Published: Tue 3 Oct 2000 12:38 AM
Floods – Child Cruelty – Superannuation – Middle East Violence – Immigration Policy – Hunger Strike – Petrol Price Drop – Cervical Cancer Inquiry – Double Murder Inquiry – Firefighters Dispute – Algal Bloom
- FLOODS: Flood water is threatening homes along the Whanganui River and Civil defence staff are warning people living near the river that they may have to leave their houses. Stock banks are under pressure, as a surge of water flows through after four days of heavy rain. Surface flooding has caused the closure of a number of roads in Wanganui, Taranaki and the King Country. Flooding of market gardens in Horowhenua may cause shortages of lettuces and other vegetables around Christmas.
- CHILD CRUELTY: A Coromandel woman who doused a 10 year old foster child’s shirt in petrol, made him wear it and then accidentally lit the shirt, has been sentenced to four months prison for assault of a child and reckless behaviour causing grievous bodily harm. The crown agreed she only wanted to frighten the boy, but said a message needed to be sent out that cruelty to children would lead to prison.
- SUPERANNUATION: Finance Minister Michael Cullen says the next election will be fought on the issue of national superannuation if the government fails to get enough support in parliament for its plans. The Greens, who have been in negotiations with the Government, say their support should not be taken for granted. New Zealand First will be briefed on the proposal soon, and Mr Cullen said he had offered to brief the National Party a number of times, and his door is still open.
- MIDDLE EAST VIOLENCE: French PM Jacques Chirac has led international condemnation of the Israeli opposition leader’s visit to the Mosque compound in the old city of Jerusalem last Thursday, as deadly clashes continue in Israel and Palestinian territories. Israeli PM Ehud Barac has called on Palestinian leader Yasser Arafat to stop the violence, accusing the Palestinian authorities of orchestrating the event. United States Secretary of State Madeline Albright has said Mr Barac and Mr Arafat have agreed to meet her in Paris on Wednesday.
- IMMIGRATION POLICY: A New Zealand businessman who migrated from South Africa 30 years ago says New Zealand’s immigration policy has been too focused on quantity rather than quality. Immigration Minister Lianne Dalziel has signalled more immigrants may be allowed in after the points system has been reviewed. He said more need to be done to help immigrants settle in.
- HUNGER STIKE: The chairman of the Council for Refugees has said the Chinese hunger strikers should consider ending their protest. Around 50 demonstrators have been camped in Aotea Square for about a week.
- PETROL PRICE DROP: Most oil companies have dropped their prices at the pump today by 2c, the second drop in a week. However, diesel prices remain the same. BP says the market is still volatile and the exchange rate still weak.

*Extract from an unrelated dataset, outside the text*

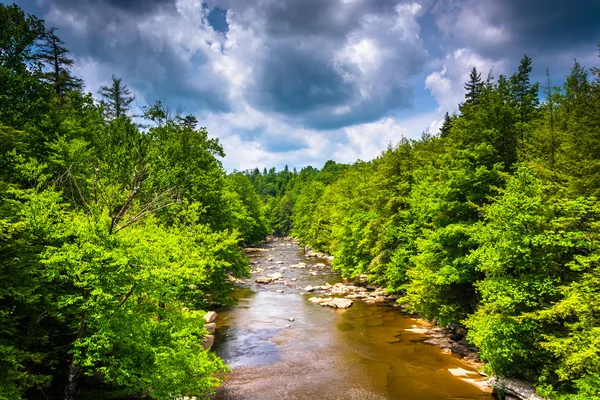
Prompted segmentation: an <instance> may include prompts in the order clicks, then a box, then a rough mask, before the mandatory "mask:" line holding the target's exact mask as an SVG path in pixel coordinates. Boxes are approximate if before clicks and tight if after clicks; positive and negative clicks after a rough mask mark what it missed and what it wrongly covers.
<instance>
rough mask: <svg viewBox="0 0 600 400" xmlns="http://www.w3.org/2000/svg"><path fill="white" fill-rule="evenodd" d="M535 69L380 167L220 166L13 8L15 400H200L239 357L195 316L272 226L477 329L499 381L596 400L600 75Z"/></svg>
mask: <svg viewBox="0 0 600 400" xmlns="http://www.w3.org/2000/svg"><path fill="white" fill-rule="evenodd" d="M532 62H533V61H532V60H531V59H530V58H529V57H527V56H524V57H523V59H522V60H521V63H520V65H518V66H517V68H516V72H515V73H514V74H512V75H510V76H504V75H499V76H498V77H496V76H494V74H493V72H492V71H490V72H489V74H487V76H484V78H482V73H486V72H487V71H478V70H477V69H475V68H473V70H472V72H471V75H470V79H469V81H468V82H466V84H465V91H466V95H465V99H464V101H463V102H462V103H461V104H460V105H459V106H458V112H457V113H454V114H448V113H447V114H446V117H445V121H444V124H443V126H442V128H441V130H440V132H439V134H438V133H436V134H431V133H429V132H424V133H423V135H422V137H421V138H420V139H418V140H411V139H403V140H401V141H400V142H398V143H394V144H390V145H389V146H388V148H387V149H386V150H385V151H383V152H382V153H381V154H380V155H379V156H378V157H377V158H376V159H374V160H371V161H360V160H358V161H356V162H355V163H353V164H340V163H336V162H335V161H328V162H327V163H326V164H325V165H324V166H323V167H322V168H321V169H317V168H313V167H304V168H302V169H300V171H297V170H296V169H295V168H294V169H293V170H292V171H290V170H289V169H288V168H287V167H286V168H285V169H284V170H282V171H277V170H276V169H275V168H271V169H270V170H266V169H264V170H263V171H260V170H259V169H258V168H257V169H254V170H248V171H244V172H232V173H227V172H226V171H225V169H224V168H223V166H222V163H221V159H222V158H223V157H224V156H225V153H224V150H223V148H222V146H221V145H220V143H219V141H218V139H216V138H212V137H210V136H209V134H208V131H207V130H206V129H205V128H202V127H199V126H198V125H199V123H198V120H197V119H196V117H194V116H193V115H183V113H182V112H179V111H178V110H173V109H171V108H169V107H168V106H167V105H166V104H164V103H163V102H161V101H156V102H155V103H153V104H149V105H144V106H142V107H141V108H142V110H143V113H142V115H133V113H132V112H131V108H132V107H131V104H132V102H133V101H134V100H135V99H134V96H133V95H132V91H131V90H130V89H129V88H128V87H127V85H126V83H125V82H123V81H122V80H121V79H120V78H119V77H116V76H112V77H107V80H108V79H110V82H111V83H110V85H108V86H105V87H102V89H101V90H100V91H99V92H98V93H96V94H92V93H86V92H85V90H84V89H85V86H84V82H83V81H82V80H81V79H79V78H77V77H76V76H74V75H73V73H72V68H73V65H74V59H73V57H72V55H71V53H70V52H69V51H68V49H67V48H66V47H65V43H64V42H63V41H62V40H61V39H60V37H59V32H58V31H56V30H55V29H53V28H50V27H47V26H46V25H45V23H44V21H42V20H40V19H39V18H37V17H35V16H32V15H28V14H26V13H25V12H24V11H23V10H21V9H20V8H19V7H18V6H16V5H12V6H5V5H2V4H0V261H1V262H0V282H1V284H0V399H6V400H13V399H21V398H27V399H50V398H61V399H62V398H64V399H65V400H72V399H76V398H131V397H130V396H135V397H136V398H140V397H142V398H144V397H145V398H153V399H159V400H160V399H172V398H182V397H183V396H197V397H198V398H204V397H206V396H207V395H208V394H209V393H210V392H211V391H212V390H213V389H214V388H215V387H216V386H218V385H219V383H220V382H221V380H222V377H223V376H224V374H225V373H226V372H227V370H228V367H227V365H226V364H225V363H224V361H223V360H221V359H220V358H219V357H217V356H216V355H215V354H214V353H213V352H210V351H204V350H203V348H202V345H201V341H202V337H203V335H204V334H206V330H205V328H204V319H203V318H202V316H203V315H204V313H205V311H207V310H209V309H213V308H215V307H218V306H222V305H227V304H231V302H232V298H231V294H232V292H233V290H234V281H235V279H236V278H240V277H245V276H248V273H249V272H248V260H247V259H246V257H245V255H244V253H243V251H242V249H243V247H244V246H245V245H246V244H250V243H256V242H260V241H261V240H263V239H264V238H265V237H266V236H267V235H269V234H275V235H291V236H294V237H296V238H298V239H299V240H300V241H301V243H303V244H304V245H307V246H310V247H312V248H313V249H315V250H319V251H323V252H328V253H330V254H332V255H333V256H334V257H335V258H334V261H333V265H334V268H336V269H337V270H339V271H340V272H341V274H342V275H343V276H344V277H348V278H355V277H358V276H360V275H367V276H368V279H369V281H370V282H372V283H376V284H378V285H380V286H382V287H385V288H386V289H387V290H388V292H391V293H398V294H402V295H403V296H402V297H401V299H400V300H399V302H401V303H403V304H407V306H408V309H409V311H410V312H412V313H415V314H416V315H419V316H421V317H423V318H425V319H428V320H432V321H434V322H435V323H437V324H438V325H441V326H444V325H447V324H449V323H458V324H463V325H464V326H465V327H466V328H468V340H469V342H470V343H472V344H473V345H474V346H476V347H477V348H478V349H479V352H480V356H481V358H482V360H483V361H485V370H486V372H487V373H488V374H493V375H498V376H506V377H518V378H522V379H526V380H528V381H530V382H532V383H534V385H535V386H536V388H537V390H538V392H539V393H540V394H541V395H543V396H546V397H549V398H553V399H554V398H556V399H581V400H583V399H597V398H599V397H600V203H599V202H598V196H599V195H600V68H597V67H596V68H593V67H592V68H591V69H588V68H587V67H585V66H583V65H581V64H580V63H579V62H577V61H575V62H574V65H573V67H572V69H571V71H570V73H569V75H568V76H567V77H566V78H564V79H563V78H561V79H560V82H561V84H560V85H556V84H554V83H553V77H552V75H551V73H550V72H549V71H547V73H546V77H547V79H546V80H545V81H544V82H543V83H542V84H541V85H540V84H538V83H536V82H532V80H531V77H530V75H531V71H532ZM562 82H564V83H562ZM382 145H385V144H382Z"/></svg>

Crude oil price has shot higher, following more trouble between Iraq and Kuwait.
- CERVICAL CANCER INQUIRY: Some of the laboratories identified as reporting low numbers of abnormal smears in the early days of the Cervical Screening Programme say the data is not really relevant now.
- DOUBLE MURDER INQUIRY: Palmerston North police say they believe they’ll have enough evidence to prosecute someone over the murders of Christine and Amber Lundy when forensic tests have been analysed.
- FIREFIGHTERS’ DISPUTE: Internal Affairs Minister Mark Burton wants the Fire Fighters Union and the Fire Service Commission to take their dispute over pay and hours of work to the new mediation service.
- ALGAL BLOOM: The Shellfish Industry is cautiously optimistic that the toxic algal bloom is abating.